BUDAPEST (Reuters) – Thousands of Hungarians protested outside Parliament in Budapest on Monday against legislation that would ban discussions of homosexuality or gender change in schools as Prime Minister Viktor Orban prepares for contested 2022 elections.
Protesters waved the rainbow flag, some visibly agitated.
“This is horrible and inhumane,” said kindergarten assistant Dominika Pandzsa. “They are trying to strip people of all their rights. This would lock some kids in the closet, and they should be given the opportunity to come out.”
Hardline nationalist Orban has grown increasingly radical in his social policy, railing against immigrants and LGBT people in his self-styled illiberal regime, which has deeply divided the central European nation.
The second protest this month after more than a yearlong hiatus due to the coronavirus has shown that Orban is not without an opposition, with six parties banding together to unseat him next year.
Orban’s government has redefined marriage in the constitution as the union between one man and one woman, and limited gay adoption. It also outlawed legal status for transgender people.
The ruling Fidesz party tacked a proposal banning school talks on LGBTQ issues such as gender change to a widely backed separate law that strictly penalises paedophilia, making it difficult for opponents to vote against it.

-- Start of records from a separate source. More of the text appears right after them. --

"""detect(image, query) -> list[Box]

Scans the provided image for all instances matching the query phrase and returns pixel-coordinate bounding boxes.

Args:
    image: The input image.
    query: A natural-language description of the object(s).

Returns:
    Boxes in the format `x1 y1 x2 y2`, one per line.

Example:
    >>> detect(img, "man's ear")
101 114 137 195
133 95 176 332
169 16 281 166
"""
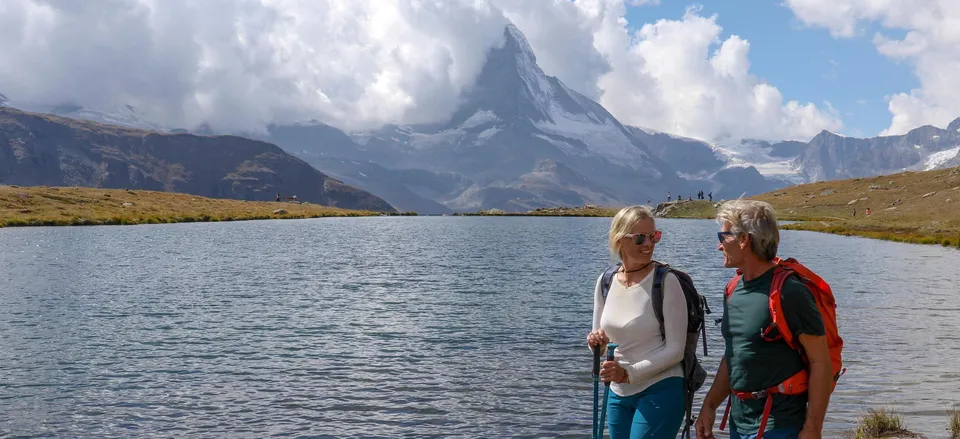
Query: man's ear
739 232 750 251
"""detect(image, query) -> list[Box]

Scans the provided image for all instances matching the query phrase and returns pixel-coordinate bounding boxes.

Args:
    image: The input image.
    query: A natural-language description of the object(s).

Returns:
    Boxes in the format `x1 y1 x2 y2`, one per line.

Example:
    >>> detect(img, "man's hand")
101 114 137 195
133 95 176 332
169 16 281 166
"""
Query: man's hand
695 404 716 439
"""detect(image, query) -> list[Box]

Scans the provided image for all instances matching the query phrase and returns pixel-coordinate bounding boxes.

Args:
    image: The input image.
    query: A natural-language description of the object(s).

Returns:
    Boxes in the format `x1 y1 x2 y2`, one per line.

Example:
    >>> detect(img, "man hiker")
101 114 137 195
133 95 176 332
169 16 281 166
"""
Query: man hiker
696 200 834 439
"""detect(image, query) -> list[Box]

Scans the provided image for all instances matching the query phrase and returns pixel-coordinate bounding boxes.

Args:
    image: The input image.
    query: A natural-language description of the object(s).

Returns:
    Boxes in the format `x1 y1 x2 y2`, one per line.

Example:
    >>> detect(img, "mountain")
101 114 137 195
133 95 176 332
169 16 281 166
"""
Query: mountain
0 107 395 212
267 24 694 212
633 120 960 195
948 117 960 133
797 125 960 181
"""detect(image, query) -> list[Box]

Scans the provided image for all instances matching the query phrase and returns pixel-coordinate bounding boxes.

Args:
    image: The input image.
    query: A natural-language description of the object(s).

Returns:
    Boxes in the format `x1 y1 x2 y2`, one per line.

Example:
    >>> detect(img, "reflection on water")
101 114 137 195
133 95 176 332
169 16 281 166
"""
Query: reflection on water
0 217 957 438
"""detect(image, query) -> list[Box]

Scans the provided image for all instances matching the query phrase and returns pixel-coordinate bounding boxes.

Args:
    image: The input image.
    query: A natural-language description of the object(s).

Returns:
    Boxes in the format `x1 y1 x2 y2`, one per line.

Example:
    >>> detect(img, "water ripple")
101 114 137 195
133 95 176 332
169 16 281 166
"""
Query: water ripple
0 217 958 438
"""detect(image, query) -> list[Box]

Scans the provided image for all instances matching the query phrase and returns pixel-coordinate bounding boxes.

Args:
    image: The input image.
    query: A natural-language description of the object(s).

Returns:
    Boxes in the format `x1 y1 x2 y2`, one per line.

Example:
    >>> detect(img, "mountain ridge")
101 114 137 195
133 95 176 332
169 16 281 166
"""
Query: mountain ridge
0 107 396 212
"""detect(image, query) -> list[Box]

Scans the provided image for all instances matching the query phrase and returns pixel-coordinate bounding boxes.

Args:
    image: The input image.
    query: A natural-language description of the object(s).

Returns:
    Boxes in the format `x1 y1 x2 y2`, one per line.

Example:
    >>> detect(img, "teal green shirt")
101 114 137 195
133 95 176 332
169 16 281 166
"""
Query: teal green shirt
721 267 825 434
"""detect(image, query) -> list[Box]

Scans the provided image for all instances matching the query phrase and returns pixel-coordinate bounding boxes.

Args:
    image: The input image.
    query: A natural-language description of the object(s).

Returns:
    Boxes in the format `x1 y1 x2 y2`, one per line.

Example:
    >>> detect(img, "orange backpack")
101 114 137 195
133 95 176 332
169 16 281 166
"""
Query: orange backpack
719 257 845 439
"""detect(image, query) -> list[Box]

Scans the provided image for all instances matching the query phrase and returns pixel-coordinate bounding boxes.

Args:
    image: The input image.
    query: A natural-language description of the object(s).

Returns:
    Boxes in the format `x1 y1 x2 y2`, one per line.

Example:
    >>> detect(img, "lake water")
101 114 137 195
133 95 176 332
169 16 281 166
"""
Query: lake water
1 217 958 439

“Some organisations use these workshops to influence the sexual development of children with so-called sensitizing programmes as part of anti-discrimination campaigns, which can gravely harm their physical, mental and moral development,” ruling party lawmakers said in the amendment.
Rights groups have likened the move to the 2013 Russian law that bans “propaganda” about non-traditional sexual relations.
The Hatter LGBTQ rights group in an open letter at the weekend said MPs should not vote for the bill on Tuesday, noting that the United Nations have called on Hungary to mitigate discrimination against LGBTQ children.
An online petition that declared, “It is evil for politicians to sacrifice children’s lives just to rule public discourse” had garnered more than 83,000 signatures by Monday.
The opposition party Momentum called for a boycott of the Parliament vote, saying the law would endanger the LGBTQ community.
“The Russian template gives us a clear picture of the effect such hatemongering has on a society,” Momentum chairman Andras Fekete-Gyor said in a statement. “Violence against the LGBTQ community is common there, from authorities and compatriots.”